This application claims the priority benefit of Taiwan application serial no. 112116738, filed on May 5, 2023. The entirety of the above-mentioned patent application is hereby incorporated by reference herein and made a part of this specification.
This disclosure relates to a sound signal processing, and more particularly, to an audio parameter optimizing method and a computing apparatus related to audio parameters.
After a mobile apparatus is connected to a smart speaker set, audio signals may be transmitted to a smart speaker. After the smart speaker decodes the audio signals and performs a sound effect processing, music may be played.
It is worth noting that audio adjustment of an audio system usually focuses on a part of the sound that a user wants to enhance. However, different audio sources may have different sound characteristics. Therefore, a single audio adjustment is not suitable for all the audio signals.
An embodiment of the disclosure provides an audio parameter optimizing method and a computing apparatus related to audio parameters, and provides the proper audio parameters.
An audio parameter optimizing method in the embodiment of the disclosure includes (but is not limited to) the following. A sound signal is divided into multiple sound frames in a time domain. A wide dynamic range compression (WDRC) parameter corresponding to the sound signal is adjusted according to a maximum root mean square (RMS) and an average root mean square of the sound frames. An output power corresponding to an input power between the maximum root mean square and the average root mean square in the wide dynamic range compression parameter is increased.

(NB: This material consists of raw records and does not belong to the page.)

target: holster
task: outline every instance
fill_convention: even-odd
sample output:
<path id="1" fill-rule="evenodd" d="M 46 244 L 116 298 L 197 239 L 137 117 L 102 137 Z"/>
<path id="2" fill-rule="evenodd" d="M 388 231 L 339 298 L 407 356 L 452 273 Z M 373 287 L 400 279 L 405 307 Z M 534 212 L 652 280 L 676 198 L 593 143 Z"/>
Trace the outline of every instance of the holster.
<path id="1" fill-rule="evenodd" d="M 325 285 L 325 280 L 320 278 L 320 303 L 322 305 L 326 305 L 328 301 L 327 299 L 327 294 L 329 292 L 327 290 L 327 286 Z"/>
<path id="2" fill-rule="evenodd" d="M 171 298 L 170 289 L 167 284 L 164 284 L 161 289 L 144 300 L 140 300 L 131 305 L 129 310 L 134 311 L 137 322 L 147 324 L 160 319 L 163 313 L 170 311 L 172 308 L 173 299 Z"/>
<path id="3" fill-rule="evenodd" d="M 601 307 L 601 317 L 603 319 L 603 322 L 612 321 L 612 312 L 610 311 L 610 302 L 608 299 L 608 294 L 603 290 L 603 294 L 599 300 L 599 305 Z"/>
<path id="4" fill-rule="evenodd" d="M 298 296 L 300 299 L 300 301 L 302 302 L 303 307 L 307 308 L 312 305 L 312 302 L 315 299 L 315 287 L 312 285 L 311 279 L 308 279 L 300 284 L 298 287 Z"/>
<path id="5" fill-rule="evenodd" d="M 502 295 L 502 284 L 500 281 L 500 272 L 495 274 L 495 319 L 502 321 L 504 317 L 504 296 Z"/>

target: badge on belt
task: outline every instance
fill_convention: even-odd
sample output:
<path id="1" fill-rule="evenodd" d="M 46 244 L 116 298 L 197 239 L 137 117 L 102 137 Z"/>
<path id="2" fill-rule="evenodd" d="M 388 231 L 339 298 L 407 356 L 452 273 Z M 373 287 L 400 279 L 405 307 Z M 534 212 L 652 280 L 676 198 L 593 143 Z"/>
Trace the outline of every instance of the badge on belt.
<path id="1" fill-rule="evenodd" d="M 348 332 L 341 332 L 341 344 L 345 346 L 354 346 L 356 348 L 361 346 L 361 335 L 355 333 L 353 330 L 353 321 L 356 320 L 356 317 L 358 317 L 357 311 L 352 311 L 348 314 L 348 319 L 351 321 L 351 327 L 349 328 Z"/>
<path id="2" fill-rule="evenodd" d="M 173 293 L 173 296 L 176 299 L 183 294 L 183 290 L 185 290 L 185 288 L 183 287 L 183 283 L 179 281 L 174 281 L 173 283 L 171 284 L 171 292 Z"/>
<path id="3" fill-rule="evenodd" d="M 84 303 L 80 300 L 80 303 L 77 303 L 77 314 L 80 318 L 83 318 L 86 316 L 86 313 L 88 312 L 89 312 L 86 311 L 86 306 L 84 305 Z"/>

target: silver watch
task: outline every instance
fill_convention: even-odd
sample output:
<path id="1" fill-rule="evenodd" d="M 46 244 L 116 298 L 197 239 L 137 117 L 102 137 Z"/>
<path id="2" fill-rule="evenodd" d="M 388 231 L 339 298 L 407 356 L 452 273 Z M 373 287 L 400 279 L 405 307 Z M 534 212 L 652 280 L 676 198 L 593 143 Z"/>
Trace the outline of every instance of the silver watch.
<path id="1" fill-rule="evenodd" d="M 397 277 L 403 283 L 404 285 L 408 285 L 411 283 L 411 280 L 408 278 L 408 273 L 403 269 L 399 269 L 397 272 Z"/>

A computing apparatus related to audio parameters in the embodiment of the disclosure includes (but is not limited to) a storage and a processor. The storage device is configured to store a program code. The processor is coupled to the storage device. The processor is configured to load the program code to divide a sound signal into multiple sound frames in a time domain, and adjust a wide dynamic range compression parameter corresponding to the sound signal according to a maximum root mean square and an average root mean square of the sound frames. The processor is configured to increase an output power corresponding to an input power between the maximum root mean square and the average root mean square in the wide dynamic range compression parameter.
Based on the above, according to the audio parameter optimizing method and the computing apparatus related to the audio parameters in the embodiment of the disclosure, the wide dynamic range compression parameter suitable for music listening may be defined based on sound features (e.g., the maximum root mean square and the average root mean square).
In order for the aforementioned features and advantages of the disclosure to be more comprehensible, embodiments accompanied with drawings are described in detail below.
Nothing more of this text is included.